First, let’s check your Elasticsearch cluster health and indices. Port-forward your Elasticsearch service and run these commands:

# Check cluster health
curl -X GET "http://localhost:9200/_cluster/health?pretty"

# List all indices
curl -X GET "http://localhost:9200/_cat/indices?v"

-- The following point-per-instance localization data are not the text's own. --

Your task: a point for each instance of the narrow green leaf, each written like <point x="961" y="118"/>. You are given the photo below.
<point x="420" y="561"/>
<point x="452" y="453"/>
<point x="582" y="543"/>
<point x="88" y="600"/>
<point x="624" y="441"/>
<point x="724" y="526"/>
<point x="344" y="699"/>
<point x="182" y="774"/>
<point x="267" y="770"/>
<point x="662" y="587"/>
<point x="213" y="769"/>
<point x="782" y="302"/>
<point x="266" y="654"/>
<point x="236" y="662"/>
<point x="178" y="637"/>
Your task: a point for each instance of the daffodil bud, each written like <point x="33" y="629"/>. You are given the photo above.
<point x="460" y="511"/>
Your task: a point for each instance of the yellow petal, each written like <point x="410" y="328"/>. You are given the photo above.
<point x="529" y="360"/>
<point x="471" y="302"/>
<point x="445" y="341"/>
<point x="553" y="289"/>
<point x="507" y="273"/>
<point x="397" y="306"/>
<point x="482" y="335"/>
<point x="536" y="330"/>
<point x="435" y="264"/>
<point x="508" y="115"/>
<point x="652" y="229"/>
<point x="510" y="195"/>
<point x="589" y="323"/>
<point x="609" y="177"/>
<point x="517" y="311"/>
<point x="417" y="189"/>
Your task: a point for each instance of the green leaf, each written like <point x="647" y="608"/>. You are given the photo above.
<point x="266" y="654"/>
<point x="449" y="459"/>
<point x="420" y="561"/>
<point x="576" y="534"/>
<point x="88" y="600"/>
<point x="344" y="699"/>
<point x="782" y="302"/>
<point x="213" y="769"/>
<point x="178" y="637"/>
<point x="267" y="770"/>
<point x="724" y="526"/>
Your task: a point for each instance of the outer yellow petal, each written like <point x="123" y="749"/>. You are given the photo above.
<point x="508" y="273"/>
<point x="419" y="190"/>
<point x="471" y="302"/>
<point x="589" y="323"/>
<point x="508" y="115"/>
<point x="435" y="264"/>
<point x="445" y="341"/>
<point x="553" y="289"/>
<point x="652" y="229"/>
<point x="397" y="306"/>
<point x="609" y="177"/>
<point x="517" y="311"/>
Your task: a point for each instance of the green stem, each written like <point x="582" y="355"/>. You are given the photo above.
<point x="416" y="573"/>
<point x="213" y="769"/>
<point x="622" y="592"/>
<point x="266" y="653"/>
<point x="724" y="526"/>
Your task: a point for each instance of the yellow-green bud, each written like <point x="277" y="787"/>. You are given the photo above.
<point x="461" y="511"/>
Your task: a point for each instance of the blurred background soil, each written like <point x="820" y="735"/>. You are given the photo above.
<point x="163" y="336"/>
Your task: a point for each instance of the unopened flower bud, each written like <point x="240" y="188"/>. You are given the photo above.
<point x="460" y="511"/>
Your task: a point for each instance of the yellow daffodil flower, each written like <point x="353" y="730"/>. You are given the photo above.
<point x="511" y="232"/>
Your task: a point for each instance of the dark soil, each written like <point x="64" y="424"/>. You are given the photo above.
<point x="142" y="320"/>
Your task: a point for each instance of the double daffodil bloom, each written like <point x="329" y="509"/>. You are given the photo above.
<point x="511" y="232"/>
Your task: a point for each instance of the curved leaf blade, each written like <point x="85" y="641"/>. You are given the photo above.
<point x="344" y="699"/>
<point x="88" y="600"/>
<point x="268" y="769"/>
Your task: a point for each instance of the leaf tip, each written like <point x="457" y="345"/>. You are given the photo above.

# Check for specific Camunda indices
curl -X GET "http://localhost:9200/_cat/indices/camunda-*,operate-*,tasklist-*,zeebe-*?v"

Look for:

  • Cluster status (should not be red)
  • Missing indices for camunda-user-*, operate-*, tasklist-*, zeebe-*
  • Unassigned shards

Common Causes & Solutions

If indices are missing:

  • This often happens when indices are accidentally deleted or never created properly during startup
  • Check your Zeebe exporter logs for any errors during index creation

If indices exist but shards are unavailable:

  • Verify Elasticsearch has sufficient resources (CPU, memory, disk)
  • Check if you’re hitting shard limits
  • In single-node setups, ensure replica count is set to 0

Immediate Troubleshooting

  1. Check Elasticsearch logs for startup errors or resource issues
  2. Review Zeebe broker logs for exporter errors during index creation
  3. Verify your Helm values - can you share the relevant Elasticsearch configuration from your values.yaml?

Potential Quick Fix

If this is a fresh deployment and you don’t mind losing data, you can try:

  1. Delete the Elasticsearch StatefulSet and PVC
  2. Redeploy with proper resource allocation
  3. Ensure Elasticsearch starts healthy before other components

Could you please share:

  1. Output of the diagnostic commands above
  2. Elasticsearch pod logs
  3. The Elasticsearch-related configuration from your values.yaml

This will help pinpoint whether it’s a missing index issue or a shard allocation problem.

References:

These Warn messages are expected when you haven’t deploy a modell or job, I think you can ignore these. Did you provide the necessary permissions to your user via identity? What is the exact error message you are seeing in the browser when opening /operate?

Hi @Cris_Ron

I did not enable identity component in the config yaml. I thought zeebe connecting to elasticsearch should be good enough for Operate/Tasklist to work.

When I hit operate/tasklist, browser just says connection refused.

Identity with embedded keycloak can help in this case? Do you have any suggestion?

Connection refused sounds like an authentication/authorization issue with the Zeebe gateway. There is an option to disable authentication with the gateway, maybe you should try this option, should be findable in the orchestration → broker gateway doku.

As I#m only workign with Entra ID authentication I cannot hep you with Keycloak unfortunately, I think the Camudna doku/gpt can help you with a basic setup.